The new members were added shortly after PERSI announced government pension investment returns for fiscal year 2016 fell far short of the required funding targets. In the previous fiscal year, the government pension program’s investments increased by 1.53 percent. PERSI’s earnings forecast anticipated a 7 percent return on investments.

Idaho public pension liabilities exceed revenue by more than $2.3 billion.

 

Calls for Realistic Projections

Dustin Hurst, communications director for the Idaho Freedom Foundation, says the state’s lawmakers should have seen PERSI’s funding problems coming.

“The funding issue comes down to both projections and performance,” Hurst said. “The PERSI board has a duty to use realistic numbers, and they often struggle with that. The fund’s performance is uneven, like any investment might be. Lower projections on returns would allow government to properly plan for market turbulence.”

If PERSI’s books aren’t balanced, government employees and taxpayers will be the ones paying for it, Hurst says.

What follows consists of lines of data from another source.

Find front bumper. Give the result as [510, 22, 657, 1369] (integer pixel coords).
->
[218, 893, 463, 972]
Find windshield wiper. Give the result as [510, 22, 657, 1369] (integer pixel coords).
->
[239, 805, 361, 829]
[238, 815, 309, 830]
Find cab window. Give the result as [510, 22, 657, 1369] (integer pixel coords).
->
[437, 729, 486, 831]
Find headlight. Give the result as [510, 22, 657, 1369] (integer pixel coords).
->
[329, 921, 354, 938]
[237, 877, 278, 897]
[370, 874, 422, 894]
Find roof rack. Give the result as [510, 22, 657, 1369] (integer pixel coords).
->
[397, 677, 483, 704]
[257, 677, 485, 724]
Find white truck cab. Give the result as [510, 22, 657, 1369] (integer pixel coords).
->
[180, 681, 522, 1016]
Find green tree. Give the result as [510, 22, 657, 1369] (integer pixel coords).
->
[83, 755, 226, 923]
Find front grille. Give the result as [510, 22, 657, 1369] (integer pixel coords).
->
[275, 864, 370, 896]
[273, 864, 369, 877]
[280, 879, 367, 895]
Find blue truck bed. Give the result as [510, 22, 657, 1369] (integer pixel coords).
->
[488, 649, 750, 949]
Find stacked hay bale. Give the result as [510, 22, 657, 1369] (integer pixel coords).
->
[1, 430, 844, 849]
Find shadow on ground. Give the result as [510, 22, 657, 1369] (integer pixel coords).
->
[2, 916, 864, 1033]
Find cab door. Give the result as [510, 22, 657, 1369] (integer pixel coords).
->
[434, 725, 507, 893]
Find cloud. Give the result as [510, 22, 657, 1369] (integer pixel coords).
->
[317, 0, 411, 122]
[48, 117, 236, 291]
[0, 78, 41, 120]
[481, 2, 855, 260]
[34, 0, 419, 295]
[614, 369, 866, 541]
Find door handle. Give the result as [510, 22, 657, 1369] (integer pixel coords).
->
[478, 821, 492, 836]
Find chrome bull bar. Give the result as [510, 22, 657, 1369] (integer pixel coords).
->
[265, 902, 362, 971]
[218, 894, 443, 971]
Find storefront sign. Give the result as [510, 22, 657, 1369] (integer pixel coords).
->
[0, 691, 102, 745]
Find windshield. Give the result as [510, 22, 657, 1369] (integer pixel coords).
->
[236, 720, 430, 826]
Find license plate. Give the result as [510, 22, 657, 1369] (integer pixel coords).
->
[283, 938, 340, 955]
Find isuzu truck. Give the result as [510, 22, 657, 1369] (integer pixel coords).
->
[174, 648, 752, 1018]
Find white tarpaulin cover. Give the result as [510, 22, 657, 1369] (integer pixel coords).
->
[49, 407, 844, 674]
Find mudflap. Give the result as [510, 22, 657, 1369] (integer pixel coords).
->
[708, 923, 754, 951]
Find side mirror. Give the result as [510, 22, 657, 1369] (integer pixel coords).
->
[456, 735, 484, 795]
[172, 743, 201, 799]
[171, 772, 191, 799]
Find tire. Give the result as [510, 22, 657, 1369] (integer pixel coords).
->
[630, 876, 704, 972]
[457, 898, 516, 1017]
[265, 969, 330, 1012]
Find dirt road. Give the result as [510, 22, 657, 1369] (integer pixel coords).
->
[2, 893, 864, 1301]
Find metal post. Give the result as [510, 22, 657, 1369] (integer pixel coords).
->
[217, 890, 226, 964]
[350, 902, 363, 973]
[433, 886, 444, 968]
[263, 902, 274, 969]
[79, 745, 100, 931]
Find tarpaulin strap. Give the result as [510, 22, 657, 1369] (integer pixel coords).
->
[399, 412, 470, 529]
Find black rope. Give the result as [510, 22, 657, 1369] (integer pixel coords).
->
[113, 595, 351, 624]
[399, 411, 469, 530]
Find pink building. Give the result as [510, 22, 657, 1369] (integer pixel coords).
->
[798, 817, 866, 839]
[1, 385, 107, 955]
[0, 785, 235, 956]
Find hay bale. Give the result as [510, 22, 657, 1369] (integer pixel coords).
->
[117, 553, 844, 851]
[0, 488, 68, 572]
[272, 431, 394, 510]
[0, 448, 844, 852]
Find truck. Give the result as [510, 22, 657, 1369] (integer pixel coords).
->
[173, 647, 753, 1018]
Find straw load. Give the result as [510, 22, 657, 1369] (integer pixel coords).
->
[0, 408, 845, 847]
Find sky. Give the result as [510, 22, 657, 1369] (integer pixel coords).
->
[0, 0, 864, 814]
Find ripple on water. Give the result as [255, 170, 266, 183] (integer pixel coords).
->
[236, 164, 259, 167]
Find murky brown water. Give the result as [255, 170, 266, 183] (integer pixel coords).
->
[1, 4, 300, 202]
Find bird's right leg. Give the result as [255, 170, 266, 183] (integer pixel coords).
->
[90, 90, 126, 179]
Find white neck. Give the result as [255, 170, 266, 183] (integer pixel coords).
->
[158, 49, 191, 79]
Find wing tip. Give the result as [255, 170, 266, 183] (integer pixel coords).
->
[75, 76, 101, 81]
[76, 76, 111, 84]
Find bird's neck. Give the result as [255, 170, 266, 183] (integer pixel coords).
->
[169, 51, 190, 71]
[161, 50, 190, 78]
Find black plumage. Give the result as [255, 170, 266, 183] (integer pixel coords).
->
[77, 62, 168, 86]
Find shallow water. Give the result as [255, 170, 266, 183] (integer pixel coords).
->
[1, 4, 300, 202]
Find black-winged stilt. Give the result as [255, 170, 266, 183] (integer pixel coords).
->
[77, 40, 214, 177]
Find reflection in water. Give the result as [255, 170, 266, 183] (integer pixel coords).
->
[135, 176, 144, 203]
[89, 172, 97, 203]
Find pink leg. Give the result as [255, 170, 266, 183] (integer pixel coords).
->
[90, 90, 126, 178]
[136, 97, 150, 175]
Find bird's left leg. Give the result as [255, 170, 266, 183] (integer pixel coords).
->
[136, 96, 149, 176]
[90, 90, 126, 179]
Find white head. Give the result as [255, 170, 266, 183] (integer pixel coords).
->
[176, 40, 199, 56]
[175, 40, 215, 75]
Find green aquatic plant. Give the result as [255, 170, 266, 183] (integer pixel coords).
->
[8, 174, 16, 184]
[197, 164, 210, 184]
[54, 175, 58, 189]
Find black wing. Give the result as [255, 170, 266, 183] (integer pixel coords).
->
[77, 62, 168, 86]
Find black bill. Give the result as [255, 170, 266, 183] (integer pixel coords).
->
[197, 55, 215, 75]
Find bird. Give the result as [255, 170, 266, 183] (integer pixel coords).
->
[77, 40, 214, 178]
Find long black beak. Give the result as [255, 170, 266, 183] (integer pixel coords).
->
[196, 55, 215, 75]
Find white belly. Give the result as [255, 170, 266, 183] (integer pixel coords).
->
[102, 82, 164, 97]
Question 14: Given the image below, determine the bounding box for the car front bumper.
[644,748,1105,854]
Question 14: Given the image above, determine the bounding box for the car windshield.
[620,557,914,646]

“If PERSI continues its struggles, oversight board members will likely return to taxpayers for more cash,” Hurst said. “They will likely raise contribution limits for government employers, which means greater costs for cities, counties, schools, and the state. Local governments will face a tough choice: raise taxes to cover costs or cut services.”

 

Overpromising, Underfunding

Sheila Weinberg, founder and chief executive officer of Truth in Accounting, a nonprofit government watchdog organization, says Idaho’s state employee retirement spending problems may be worse than originally thought.

 

“Another area of concern should be the … underfunded retirees’ health care benefits,” Weinberg said. “In 2015, the state had promised $149 million of these benefits, but only $30 million were set aside to fund them. The state will have to come up with the money to pay promised pension and retirees’ health care benefits. No matter what happens in the marketplace, the taxpayers have been given the ultimate responsibility of paying for these benefits.”